Ce n’est pas un hasard si la première usine marémotrice au monde a été créée sur la Rance et près de la baie du Mont-Saint-Michel, lieu des plus grandes marées européennes. Jadis, la région utilisait également de manière plurielle ses bois et forêts qui jouaient un rôle considérable pour permettre l’autonomie énergétique des habitants. Aujourd’hui, la quasi-totalité des énergies utilisées en Bretagne sont importées et émettrices de gaz à effet de serre. Par défaut d’organisation, on importe aussi environ 70 % du bois que l’on consomme. De très nombreuses habitations sont des passoires énergétiques… On le disait dans le dossier concernant l’agriculture, on compte quelques dizaines d’usines de méthanisation en Bretagne contre 2400 en Bavière.
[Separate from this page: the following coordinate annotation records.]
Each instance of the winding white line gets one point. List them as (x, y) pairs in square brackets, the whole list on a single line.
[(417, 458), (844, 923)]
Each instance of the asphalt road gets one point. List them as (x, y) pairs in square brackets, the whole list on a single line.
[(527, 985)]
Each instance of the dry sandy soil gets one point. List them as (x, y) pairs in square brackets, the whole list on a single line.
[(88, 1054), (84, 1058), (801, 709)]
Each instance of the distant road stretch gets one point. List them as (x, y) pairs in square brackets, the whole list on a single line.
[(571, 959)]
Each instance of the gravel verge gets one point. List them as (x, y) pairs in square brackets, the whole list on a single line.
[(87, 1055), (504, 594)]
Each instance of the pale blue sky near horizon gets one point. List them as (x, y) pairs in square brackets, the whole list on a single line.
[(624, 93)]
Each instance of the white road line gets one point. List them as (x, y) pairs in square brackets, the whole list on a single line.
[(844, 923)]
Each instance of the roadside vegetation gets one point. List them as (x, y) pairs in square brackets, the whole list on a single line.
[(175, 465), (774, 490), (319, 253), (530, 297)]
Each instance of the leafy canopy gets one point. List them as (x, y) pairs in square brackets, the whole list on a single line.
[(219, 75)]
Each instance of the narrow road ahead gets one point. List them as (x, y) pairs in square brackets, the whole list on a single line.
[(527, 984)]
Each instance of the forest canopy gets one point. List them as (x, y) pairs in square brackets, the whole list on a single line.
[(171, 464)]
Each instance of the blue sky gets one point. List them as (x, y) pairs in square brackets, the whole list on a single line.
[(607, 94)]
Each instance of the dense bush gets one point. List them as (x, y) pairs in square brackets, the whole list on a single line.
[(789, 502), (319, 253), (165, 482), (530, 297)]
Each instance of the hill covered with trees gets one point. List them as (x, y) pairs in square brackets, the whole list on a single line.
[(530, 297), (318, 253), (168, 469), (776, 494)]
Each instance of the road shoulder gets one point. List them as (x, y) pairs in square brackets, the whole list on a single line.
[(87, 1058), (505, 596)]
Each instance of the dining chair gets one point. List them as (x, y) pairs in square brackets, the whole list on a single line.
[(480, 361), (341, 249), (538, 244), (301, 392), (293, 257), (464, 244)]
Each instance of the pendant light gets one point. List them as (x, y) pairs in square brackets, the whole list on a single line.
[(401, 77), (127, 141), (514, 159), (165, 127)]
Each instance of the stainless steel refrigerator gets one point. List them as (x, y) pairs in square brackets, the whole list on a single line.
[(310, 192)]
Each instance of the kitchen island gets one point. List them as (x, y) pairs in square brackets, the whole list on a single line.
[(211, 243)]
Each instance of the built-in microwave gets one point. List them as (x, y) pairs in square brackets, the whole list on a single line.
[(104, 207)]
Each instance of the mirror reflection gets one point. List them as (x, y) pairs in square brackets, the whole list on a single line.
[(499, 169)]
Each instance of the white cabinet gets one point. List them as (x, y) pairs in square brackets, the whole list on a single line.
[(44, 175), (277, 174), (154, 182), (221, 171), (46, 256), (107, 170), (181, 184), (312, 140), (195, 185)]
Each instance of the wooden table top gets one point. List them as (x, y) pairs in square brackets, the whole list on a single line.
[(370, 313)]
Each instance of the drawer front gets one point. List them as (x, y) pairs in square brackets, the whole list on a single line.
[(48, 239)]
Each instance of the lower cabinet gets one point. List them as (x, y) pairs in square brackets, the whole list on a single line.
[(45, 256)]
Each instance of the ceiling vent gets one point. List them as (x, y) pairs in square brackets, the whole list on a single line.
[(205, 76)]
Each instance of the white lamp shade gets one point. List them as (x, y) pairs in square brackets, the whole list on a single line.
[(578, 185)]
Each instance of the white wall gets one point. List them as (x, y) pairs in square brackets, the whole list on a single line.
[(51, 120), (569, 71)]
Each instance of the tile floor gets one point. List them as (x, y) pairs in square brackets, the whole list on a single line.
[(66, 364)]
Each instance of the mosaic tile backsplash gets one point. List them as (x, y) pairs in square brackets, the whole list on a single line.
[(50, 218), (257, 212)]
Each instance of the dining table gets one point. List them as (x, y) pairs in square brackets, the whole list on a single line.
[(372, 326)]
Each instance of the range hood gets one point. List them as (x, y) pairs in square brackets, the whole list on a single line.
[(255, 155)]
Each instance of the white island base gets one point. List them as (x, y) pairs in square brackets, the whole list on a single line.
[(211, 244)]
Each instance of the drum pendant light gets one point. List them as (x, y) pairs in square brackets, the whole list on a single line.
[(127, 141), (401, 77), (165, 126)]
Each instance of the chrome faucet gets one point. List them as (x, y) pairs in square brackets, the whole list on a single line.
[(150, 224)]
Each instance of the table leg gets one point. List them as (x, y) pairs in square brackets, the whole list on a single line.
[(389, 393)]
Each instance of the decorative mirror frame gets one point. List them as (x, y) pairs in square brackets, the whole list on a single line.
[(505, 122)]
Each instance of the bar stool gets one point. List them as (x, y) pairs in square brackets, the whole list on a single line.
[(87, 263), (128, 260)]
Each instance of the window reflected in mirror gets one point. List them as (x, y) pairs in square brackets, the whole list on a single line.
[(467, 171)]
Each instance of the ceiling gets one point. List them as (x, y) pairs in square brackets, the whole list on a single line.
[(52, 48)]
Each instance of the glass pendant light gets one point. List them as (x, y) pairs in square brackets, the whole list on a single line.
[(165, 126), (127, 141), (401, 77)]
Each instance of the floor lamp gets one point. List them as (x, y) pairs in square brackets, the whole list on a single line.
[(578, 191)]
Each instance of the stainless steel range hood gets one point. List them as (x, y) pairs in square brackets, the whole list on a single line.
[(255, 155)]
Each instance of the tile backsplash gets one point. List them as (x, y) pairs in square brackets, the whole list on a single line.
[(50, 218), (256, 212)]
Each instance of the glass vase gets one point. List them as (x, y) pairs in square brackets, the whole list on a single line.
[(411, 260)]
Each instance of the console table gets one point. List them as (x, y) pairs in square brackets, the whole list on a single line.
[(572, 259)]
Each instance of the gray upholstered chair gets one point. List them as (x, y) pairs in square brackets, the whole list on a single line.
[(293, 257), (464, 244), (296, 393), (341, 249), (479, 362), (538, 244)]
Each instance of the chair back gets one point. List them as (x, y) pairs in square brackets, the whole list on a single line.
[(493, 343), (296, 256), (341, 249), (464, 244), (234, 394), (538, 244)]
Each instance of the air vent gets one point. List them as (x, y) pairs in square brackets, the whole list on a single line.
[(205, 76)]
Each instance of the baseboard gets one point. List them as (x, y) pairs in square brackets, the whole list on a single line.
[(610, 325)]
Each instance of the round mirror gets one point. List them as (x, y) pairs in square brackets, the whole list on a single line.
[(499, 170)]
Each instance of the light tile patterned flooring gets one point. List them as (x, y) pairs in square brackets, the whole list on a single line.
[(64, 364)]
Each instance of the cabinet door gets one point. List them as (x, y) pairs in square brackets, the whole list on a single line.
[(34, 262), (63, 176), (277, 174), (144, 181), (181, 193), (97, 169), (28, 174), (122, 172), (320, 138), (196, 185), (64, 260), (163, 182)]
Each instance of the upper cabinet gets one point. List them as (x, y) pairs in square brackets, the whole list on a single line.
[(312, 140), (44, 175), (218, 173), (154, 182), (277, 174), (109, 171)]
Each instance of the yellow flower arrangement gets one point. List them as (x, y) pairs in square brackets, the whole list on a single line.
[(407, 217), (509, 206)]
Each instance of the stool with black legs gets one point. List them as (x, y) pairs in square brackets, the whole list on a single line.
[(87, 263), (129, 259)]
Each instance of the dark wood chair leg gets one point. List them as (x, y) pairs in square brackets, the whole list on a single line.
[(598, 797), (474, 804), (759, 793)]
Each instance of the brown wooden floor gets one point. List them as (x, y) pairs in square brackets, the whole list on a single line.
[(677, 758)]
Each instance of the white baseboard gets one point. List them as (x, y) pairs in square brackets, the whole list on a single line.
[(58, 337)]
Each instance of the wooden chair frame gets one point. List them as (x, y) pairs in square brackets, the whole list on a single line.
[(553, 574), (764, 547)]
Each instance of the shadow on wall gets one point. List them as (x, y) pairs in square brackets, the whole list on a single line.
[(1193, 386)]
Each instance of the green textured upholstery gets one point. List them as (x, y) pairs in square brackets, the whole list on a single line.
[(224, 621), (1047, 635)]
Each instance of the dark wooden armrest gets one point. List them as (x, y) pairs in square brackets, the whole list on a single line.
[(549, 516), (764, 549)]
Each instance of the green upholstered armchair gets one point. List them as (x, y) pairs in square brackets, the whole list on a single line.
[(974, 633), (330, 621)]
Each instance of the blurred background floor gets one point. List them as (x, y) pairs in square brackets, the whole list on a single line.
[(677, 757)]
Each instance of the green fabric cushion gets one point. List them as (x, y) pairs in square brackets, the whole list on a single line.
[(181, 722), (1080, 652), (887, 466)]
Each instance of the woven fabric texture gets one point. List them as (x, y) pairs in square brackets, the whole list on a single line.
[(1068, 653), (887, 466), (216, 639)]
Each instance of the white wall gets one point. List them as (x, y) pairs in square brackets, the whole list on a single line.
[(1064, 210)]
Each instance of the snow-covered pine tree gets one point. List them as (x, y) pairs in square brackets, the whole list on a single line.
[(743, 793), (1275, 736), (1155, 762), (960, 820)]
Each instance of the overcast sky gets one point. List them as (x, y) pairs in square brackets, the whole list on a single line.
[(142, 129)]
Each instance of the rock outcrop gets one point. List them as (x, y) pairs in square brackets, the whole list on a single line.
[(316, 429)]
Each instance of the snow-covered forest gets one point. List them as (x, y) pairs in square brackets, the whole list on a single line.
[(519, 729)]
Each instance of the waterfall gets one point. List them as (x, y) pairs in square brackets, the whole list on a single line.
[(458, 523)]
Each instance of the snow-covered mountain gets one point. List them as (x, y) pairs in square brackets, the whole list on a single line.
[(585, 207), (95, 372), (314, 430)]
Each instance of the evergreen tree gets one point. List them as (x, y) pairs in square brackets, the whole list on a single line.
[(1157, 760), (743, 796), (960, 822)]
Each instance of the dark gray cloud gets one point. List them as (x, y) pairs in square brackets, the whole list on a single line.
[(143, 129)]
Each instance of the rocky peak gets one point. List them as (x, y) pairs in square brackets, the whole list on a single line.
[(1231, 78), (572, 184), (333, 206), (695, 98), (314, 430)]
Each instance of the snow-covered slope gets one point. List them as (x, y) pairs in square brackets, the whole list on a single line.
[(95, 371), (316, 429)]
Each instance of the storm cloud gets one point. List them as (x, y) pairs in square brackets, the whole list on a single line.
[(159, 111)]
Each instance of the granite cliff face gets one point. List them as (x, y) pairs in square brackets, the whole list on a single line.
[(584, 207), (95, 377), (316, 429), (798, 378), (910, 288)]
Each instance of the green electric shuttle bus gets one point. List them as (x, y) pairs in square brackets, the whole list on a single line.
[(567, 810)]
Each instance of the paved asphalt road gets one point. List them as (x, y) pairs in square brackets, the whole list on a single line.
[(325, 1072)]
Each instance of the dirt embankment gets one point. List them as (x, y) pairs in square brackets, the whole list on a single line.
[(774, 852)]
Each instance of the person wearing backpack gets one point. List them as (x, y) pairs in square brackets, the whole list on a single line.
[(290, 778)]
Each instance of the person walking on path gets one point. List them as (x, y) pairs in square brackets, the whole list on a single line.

Si la Région a encouragé des opérations pilotes, sa prise de conscience de l’importance des enjeux est inégale. Après avoir été refusée à Ploufragan, on se lance dans une « usine à gaz » pour le moins coûteuse à Landivisiau (450 millions d’Euros). On privilégie donc encore un « grand projet » qui va plomber la facture énergétique des Bretons. Imaginons en contrepartie l’ensemble des projets locaux et maîtrisés que l’on aurait pu financer avec cette somme… Il faut en arrêter avec ces projets hors-sol pour créer ici des emplois et des valeurs énergétiques non délocalisables afin de maîtriser notre destin. Malgré ces limites, il faut toutefois souligner que l’autonomie énergétique de la Région se renforce quelque peu et que différents projets ont été menés à bien ou préparent l’avenir. Dans le premier cas, notamment grâce à l’action du Conseil régional, l’autonomie énergétique de la Bretagne administrée est passée en quelques années de 6 à 12 %. Les réalisations des parcs éoliens, certaines actions favorisant les économies d’énergie, les progrès timides et aujourd’hui en voie d’accélération concernant la méthanisation… ont bonifié la situation. De même, la Région s’est lancée de façon volontariste dans la promotion des énergies marines renouvelables (E.M.R) avec quelques réalisations emblématiques et pionnières (Sabella à Ouessant) qui peuvent en appeler d’autres. Cela dit, on reste quelque peu obnubilé en France par des projets énergétiques descendants, centralisés ou régionalisés. Il existe une sorte de certitude programmatique considérant que les solutions vertueuses sont nécessairement issues d’une stratégie descendante et planificatrice. La production et la gestion énergétiques françaises sont ainsi les plus verrouillées d’Europe par de grands lobbys nationaux. Un producteur d’énergie locale n’a pas le droit de vendre directement sa production pour écouler la production et satisfaire aux besoins locaux. Victime d’une « cécité énergétique » (V. Debroize), la France est le seul pays européen à perpétuer un centralisme énergétique obsolète, basé notamment sur le nucléaire, au moment précis où des remèdes apparaissent grâce à des acteurs locaux et des réalisations déconcentrées. En Bretagne, les acteurs aiment précisément s’agencer de manière autonome et parfois informelle. Un immense chantier est à ouvrir pour renforcer en simultané l’autonomie énergétique du pays et le pouvoir économique et financier des habitants.
Quel programme ?
- En opposition à une vision centralisée et en lien avec le polycentrisme breton, la marche vers davantage d’autonomie énergétique exige tout d’abord une conviction énergétique renforcée. A une époque où les salaires sont contraints, la valorisation de l’exceptionnel potentiel régional substitue aux importations des forces locales et crée des emplois. Actuellement, 49 % de la consommation régionale sont issus de produits pétroliers que l’on importe puisque la Bretagne ne dispose pas d’énergie fossile. Or, malgré une production pour lors médiocre, 90 % des énergies bretonnes sont à l’inverse produites à partir de ressources renouvelables (les éoliennes, l’usine marémotrice de la Rance, l’essor embryonnaire de la filière bois, les quelques usines de méthanisation, etc.). Muscler les énergies régionales revient donc à améliorer le bilan carbone et à diminuer les gaz à effet de serre. Ce point est essentiel. Il existe ici une corrélation et même un automatisme entre la production endogène et la valorisation des énergies durables. Dans tous les sens du terme, la Bretagne doit développer ses énergies « propres ». En raison de son potentiel pluriel et d’une nature turbulente, elle peut devenir un laboratoire européen pour valoriser ses ressources en tentant de maîtriser l’essentiel de la chaîne. L’exigence énergétique est ici une exigence écologique.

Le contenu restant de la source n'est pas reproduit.